The Sunbelt Agricultural Exposition farm near Moultrie, Ga., has embarked on a drain tile project to remove excess water and make fertile fields more farmable.
A basic drainage system was installed on the site during the 1940’s and 1950’s when Spence Field was a military airbase. Additional drain tile was installed during the late 1970’s in the early years of the farm show. Then over the next 30-years drain tile was added, replaced and repaired. Despite this, the Expo farm has long suffered from saturated soils.
The first phase of the newest drainage project took place in a small field where University of Georgia Extension weed scientist Stanley Culpepper conducts research on controlling difficult weeds such as glyphosate-resistant Palmer amaranth. A nearby second field behind the Expo farm shop will be used for drain tile demonstrations and educational seminars during the Oct. 16-18 farm show. Expo visitors will learn why and where drain tile will benefit land in the Southeast.
Expo farm manager Michael Chafin coordinated the drainage project. “Farming that land was like driving over a dry lake,” said Chafin. “You couldn’t get through it when it got wet.”

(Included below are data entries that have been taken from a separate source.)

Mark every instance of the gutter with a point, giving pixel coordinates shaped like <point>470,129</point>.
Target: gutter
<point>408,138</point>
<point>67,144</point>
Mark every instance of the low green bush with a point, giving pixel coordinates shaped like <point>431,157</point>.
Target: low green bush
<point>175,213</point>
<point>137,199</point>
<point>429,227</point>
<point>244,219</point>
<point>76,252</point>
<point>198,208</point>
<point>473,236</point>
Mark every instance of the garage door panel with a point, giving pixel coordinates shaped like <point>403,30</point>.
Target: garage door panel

Others involved included John Burnham with Burnham Soil & Water Management, Matt Palmer with Advanced Drainage Systems (ADS) who supplied the drain tile used at Expo and Steve Dean with Trimble Navigation.

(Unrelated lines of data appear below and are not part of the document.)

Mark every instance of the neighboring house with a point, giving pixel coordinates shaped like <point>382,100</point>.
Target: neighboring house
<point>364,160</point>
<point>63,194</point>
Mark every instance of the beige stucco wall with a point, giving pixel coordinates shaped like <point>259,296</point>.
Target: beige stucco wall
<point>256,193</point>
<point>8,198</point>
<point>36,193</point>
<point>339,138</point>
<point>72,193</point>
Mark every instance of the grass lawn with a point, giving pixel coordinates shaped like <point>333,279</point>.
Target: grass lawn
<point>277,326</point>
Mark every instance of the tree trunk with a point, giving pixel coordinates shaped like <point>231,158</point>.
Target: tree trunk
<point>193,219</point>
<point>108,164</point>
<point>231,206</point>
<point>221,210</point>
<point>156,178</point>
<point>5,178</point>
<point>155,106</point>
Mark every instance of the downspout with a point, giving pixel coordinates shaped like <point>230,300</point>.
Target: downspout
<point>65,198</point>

They placed the lateral lines about 40 feet apart, so the lines will drain excess water from 20 feet on each side. The lateral lines for the new drainage system feature four-inch ADS perforated plastic drain pipes. These were connected to a six-inch main line. It empties the excess water into a large capacity storm drain system installed when Spence Field was an airbase. Chafin says most of the lateral lines extend about 450 to 500 feet into the field.
Trimble, the official global positioning system provider at the Expo, is now bringing precision farming technology to drainage installation with a product called WM-Drain. The tools included in WM-Drain streamline the surveying, design, installation and mapping steps associated with drain tile. WM-Drain insures that the designed grade and soil depth will be maintained during the installation.

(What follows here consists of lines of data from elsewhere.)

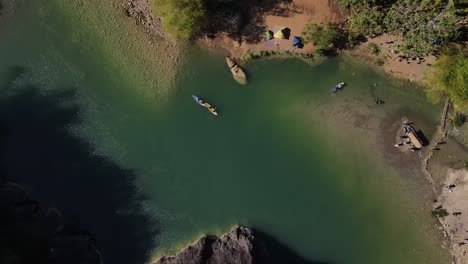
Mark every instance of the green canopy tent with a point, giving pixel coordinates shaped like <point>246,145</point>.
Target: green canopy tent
<point>282,32</point>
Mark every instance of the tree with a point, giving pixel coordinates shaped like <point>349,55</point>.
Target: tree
<point>324,36</point>
<point>181,18</point>
<point>450,78</point>
<point>425,25</point>
<point>366,21</point>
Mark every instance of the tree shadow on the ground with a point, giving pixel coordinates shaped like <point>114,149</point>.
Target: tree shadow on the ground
<point>62,170</point>
<point>240,19</point>
<point>279,253</point>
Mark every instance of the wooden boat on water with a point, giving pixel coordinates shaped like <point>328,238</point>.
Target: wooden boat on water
<point>205,104</point>
<point>338,87</point>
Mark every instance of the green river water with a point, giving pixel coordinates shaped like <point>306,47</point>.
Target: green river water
<point>149,172</point>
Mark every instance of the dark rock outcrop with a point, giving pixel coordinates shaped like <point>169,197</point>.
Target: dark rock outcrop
<point>241,245</point>
<point>142,12</point>
<point>236,70</point>
<point>237,246</point>
<point>29,234</point>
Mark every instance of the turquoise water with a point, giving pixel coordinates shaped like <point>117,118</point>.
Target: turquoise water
<point>148,173</point>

Burnham is based in Michigan has extensive experience with drain tile installation in the Midwest and in Florida. At Expo, he used an all terrain vehicle with rubber-tracked wheels and GPS to survey the field and to design the tile layout. “We took the tires off and put the rubber tracks on,” says Burnham. “This gives us a more accurate survey, especially in the bottoms of ruts and in the wettest areas of fields.”
Burnham collected the data and used his computer to calculate the size of the main lines and the drainage coefficients that tell how much water can be removed in a 24-hour period.
GPS speeds up the time it takes to survey a field and design the drainage system.
“GPS allows us to fine tune the designs so they are much better for the farmer,” says Burnham. GPS also allows for precise location of the tile when later repairs or maintenance are needed.
Burnham says it’s a good idea to run the lateral lines perpendicular to the direction that the crops are planted. “Larger tractors and equipment today tend to form compacted lanes,” he says. “If the laterals run in the same direction as the planting row, then the lateral lines need to be placed closer together. By running the laterals perpendicular to the row, they draw water from a wider area and work great.”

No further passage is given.